Für Nadja Zürcher war schon als Kind klar: Wenn sie einmal gross ist, möchte sie im Hühnerstall wohnen, das heisst: im kleinen Riegelhaus, in dessen Bretterverschlag zwei Dutzend Tiere jahrzehntelang zuverlässig ihre Eier legten. Wie toll wäre es, dachte sich die kleine Nadja, das Häuschen mit dem abgeschrägten Dachgeschoss und den hölzernen Schwellen hübsch herzurichten, darin zu kochen, zu wohnen und zu schlafen.
Selber wohnte sie damals noch mit den Eltern und zwei Geschwistern im grossen Bauernhaus nebenan.
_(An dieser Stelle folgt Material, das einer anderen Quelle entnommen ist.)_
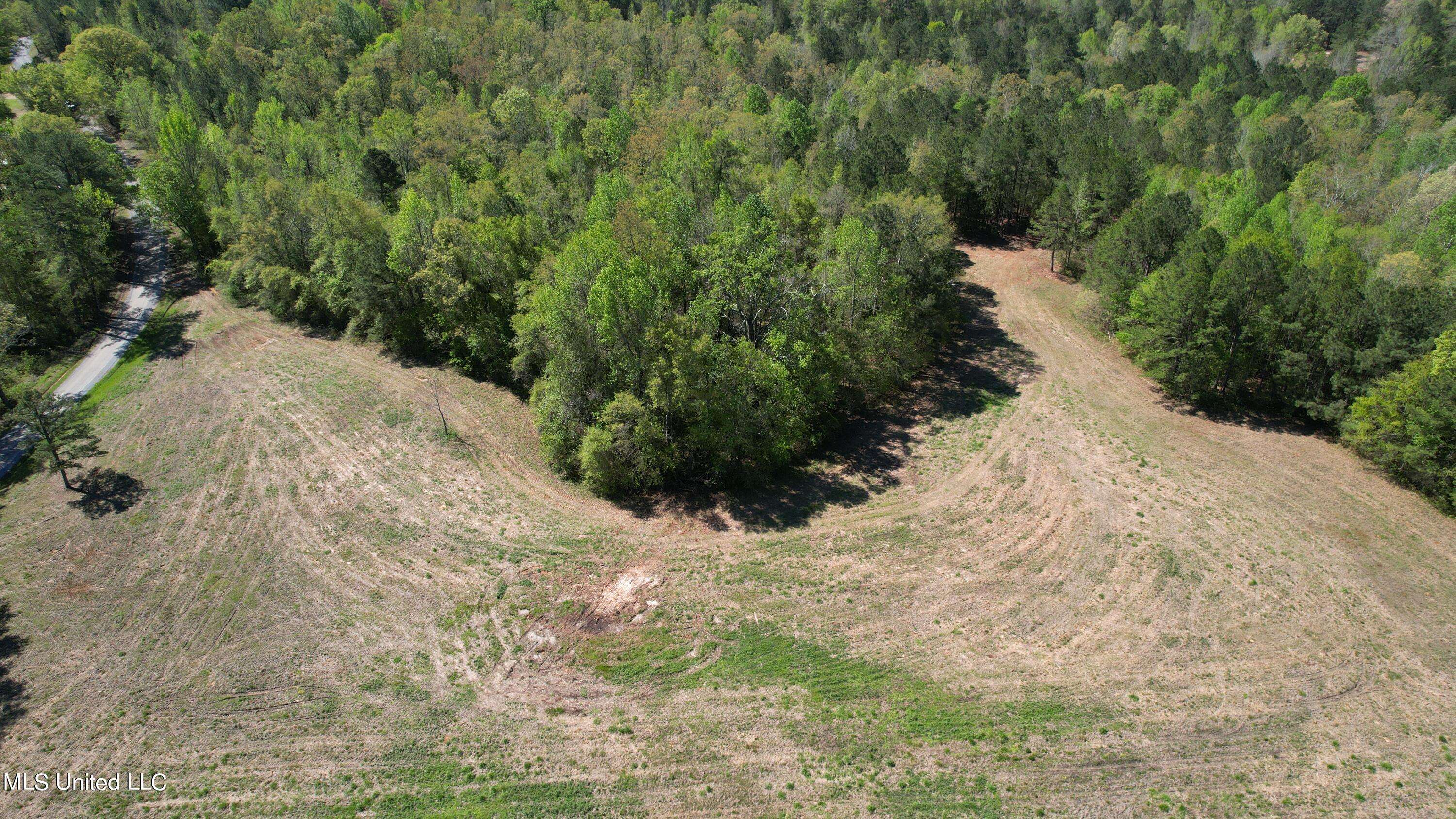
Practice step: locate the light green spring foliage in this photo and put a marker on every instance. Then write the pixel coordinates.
(1407, 423)
(698, 235)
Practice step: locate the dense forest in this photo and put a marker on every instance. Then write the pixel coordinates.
(698, 232)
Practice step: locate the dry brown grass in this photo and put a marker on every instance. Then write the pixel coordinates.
(321, 598)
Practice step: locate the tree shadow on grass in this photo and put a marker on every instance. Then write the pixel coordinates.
(107, 492)
(977, 366)
(12, 691)
(165, 335)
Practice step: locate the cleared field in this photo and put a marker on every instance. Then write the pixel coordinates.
(1034, 586)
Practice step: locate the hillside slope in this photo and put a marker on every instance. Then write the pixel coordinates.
(1036, 585)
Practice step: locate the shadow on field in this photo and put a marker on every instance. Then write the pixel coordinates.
(12, 691)
(977, 365)
(165, 335)
(107, 492)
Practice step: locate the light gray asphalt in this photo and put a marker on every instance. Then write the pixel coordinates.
(149, 273)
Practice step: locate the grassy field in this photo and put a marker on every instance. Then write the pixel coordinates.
(1034, 588)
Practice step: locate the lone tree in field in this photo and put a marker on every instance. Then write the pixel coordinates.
(63, 428)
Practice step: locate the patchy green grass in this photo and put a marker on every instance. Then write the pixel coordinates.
(941, 795)
(164, 335)
(838, 687)
(445, 789)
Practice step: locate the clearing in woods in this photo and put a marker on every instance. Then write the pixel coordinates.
(1033, 586)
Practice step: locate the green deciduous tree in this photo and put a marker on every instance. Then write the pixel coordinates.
(63, 431)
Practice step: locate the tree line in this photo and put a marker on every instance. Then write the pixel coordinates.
(696, 232)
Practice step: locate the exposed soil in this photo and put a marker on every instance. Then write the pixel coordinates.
(318, 594)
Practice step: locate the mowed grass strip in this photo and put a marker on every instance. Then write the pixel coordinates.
(841, 688)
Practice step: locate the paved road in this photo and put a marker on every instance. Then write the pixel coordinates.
(149, 273)
(21, 53)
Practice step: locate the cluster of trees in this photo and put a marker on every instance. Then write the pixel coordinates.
(698, 232)
(60, 190)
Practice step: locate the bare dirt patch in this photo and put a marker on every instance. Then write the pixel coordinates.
(1050, 591)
Doch eines Tages kam tatsächlich der Zeitpunkt, an dem die Hühner ausgegackert hatten. Das frei gewordene historische Riegelhäuschen blieb in der Folge mehr oder weniger unbenutzt – bis man in der Familie aufgrund einer landwirtschaftlichen Neuausrichtung Umbau- und Sanierungspläne schmiedete. «Ein Abriss des Riegelhäuschens stand nie zur Debatte. Wir alle mochten es», erinnert sich Nadja Zürcher. Und Bruder Philippe, der den Hof vor zwei Jahren übernommen hatte, war von der Idee begeistert, das Vorhaben als Bauherr zu steuern und dafür zu sorgen, dass der Traum seiner Schwester in Erfüllung geht. Schliesslich hatte man auch einen familiären Bezug. Errichtet hatte das Häuschen 1848 Karl Kaspar Zürcher – der Urgrossvater von Nadja.
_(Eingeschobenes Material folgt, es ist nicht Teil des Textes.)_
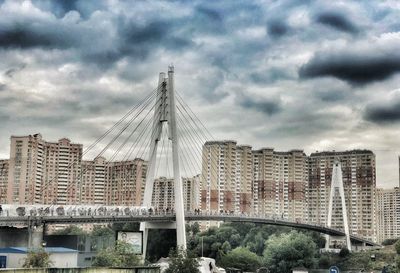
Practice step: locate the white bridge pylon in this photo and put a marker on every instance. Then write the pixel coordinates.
(165, 112)
(337, 187)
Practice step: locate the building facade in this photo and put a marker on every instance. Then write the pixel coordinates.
(3, 180)
(227, 177)
(388, 214)
(93, 181)
(359, 181)
(25, 173)
(62, 170)
(125, 182)
(163, 197)
(280, 183)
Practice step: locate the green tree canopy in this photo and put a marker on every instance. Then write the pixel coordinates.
(120, 255)
(284, 252)
(241, 258)
(70, 230)
(182, 262)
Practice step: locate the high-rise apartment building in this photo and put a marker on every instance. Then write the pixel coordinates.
(244, 178)
(359, 181)
(125, 182)
(163, 197)
(62, 170)
(43, 172)
(93, 181)
(25, 174)
(279, 183)
(3, 180)
(227, 177)
(387, 214)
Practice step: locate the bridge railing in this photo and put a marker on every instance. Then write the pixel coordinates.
(100, 210)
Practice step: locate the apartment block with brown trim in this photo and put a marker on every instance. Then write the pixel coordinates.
(25, 174)
(125, 182)
(93, 185)
(279, 183)
(219, 168)
(387, 214)
(3, 180)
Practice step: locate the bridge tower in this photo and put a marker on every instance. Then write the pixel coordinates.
(164, 113)
(337, 191)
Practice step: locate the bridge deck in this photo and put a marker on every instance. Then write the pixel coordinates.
(146, 217)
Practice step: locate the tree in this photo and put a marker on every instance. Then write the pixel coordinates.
(241, 258)
(120, 255)
(102, 231)
(397, 246)
(182, 262)
(70, 230)
(344, 252)
(284, 252)
(37, 258)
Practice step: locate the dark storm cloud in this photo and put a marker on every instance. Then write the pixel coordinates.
(337, 21)
(269, 107)
(277, 28)
(11, 71)
(331, 95)
(62, 7)
(354, 68)
(27, 36)
(211, 14)
(387, 113)
(269, 76)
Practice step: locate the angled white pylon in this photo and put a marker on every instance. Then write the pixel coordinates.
(165, 113)
(337, 185)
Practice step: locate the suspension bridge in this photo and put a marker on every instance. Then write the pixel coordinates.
(163, 130)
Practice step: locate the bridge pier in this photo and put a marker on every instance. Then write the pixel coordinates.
(35, 236)
(145, 226)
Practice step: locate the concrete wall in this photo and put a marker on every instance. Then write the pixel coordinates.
(14, 237)
(16, 260)
(64, 259)
(83, 270)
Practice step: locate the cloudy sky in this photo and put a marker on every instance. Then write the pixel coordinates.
(313, 75)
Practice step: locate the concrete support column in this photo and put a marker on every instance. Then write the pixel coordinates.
(35, 236)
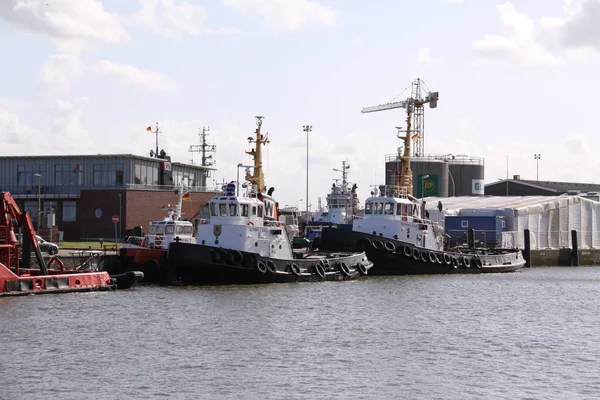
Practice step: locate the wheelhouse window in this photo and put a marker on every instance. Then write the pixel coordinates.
(69, 211)
(388, 209)
(183, 230)
(233, 210)
(223, 210)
Doch eine Umnutzung der Baute war – da in der Landwirtschaftszone gelegen – nicht ohne weiteres möglich. Denn in dieser Zone dürfen grundsätzlich nur Gebäude stehen, die der Landwirtschaft dienen. Ausnahmen sind möglich, wenn ein Objekt einen besonderen kulturellen oder heimatkundlichen Wert hat und daher unter Denkmalschutz gestellt wird. Im Wissen um diese Gesetzeslage reichte die Eigentümerschaft im Sommer 2020 einen Antrag auf Unterschutzstellung ein und erklärte darin ihre Absicht: Transformation des landwirtschaftlichen Kleingebäudes in ein Tiny House. Bereits wenig später stimmten Kanton und Gemeinde den Plänen zu. Das Häuschen, so die Begründung, gehöre zum «Bauten-Kanon», wie er seit dem 18. Jahrhundert typisch für die Höfe in den Gemeinden der Lorzenebene und des Ennetsees sei. Zudem trage das Objekt wesentlich zur intakten Erscheinung der Hofgruppe Oberbüessikon bei. Auch habe es, weil ähnliche Bauten da und dort abgebrochen wurden, einen gewissen Seltenheitswert. Die Grundsubstanz des Objekts, so das Urteil der Fachleute, sei zudem gut und praktisch unversehrt erhalten.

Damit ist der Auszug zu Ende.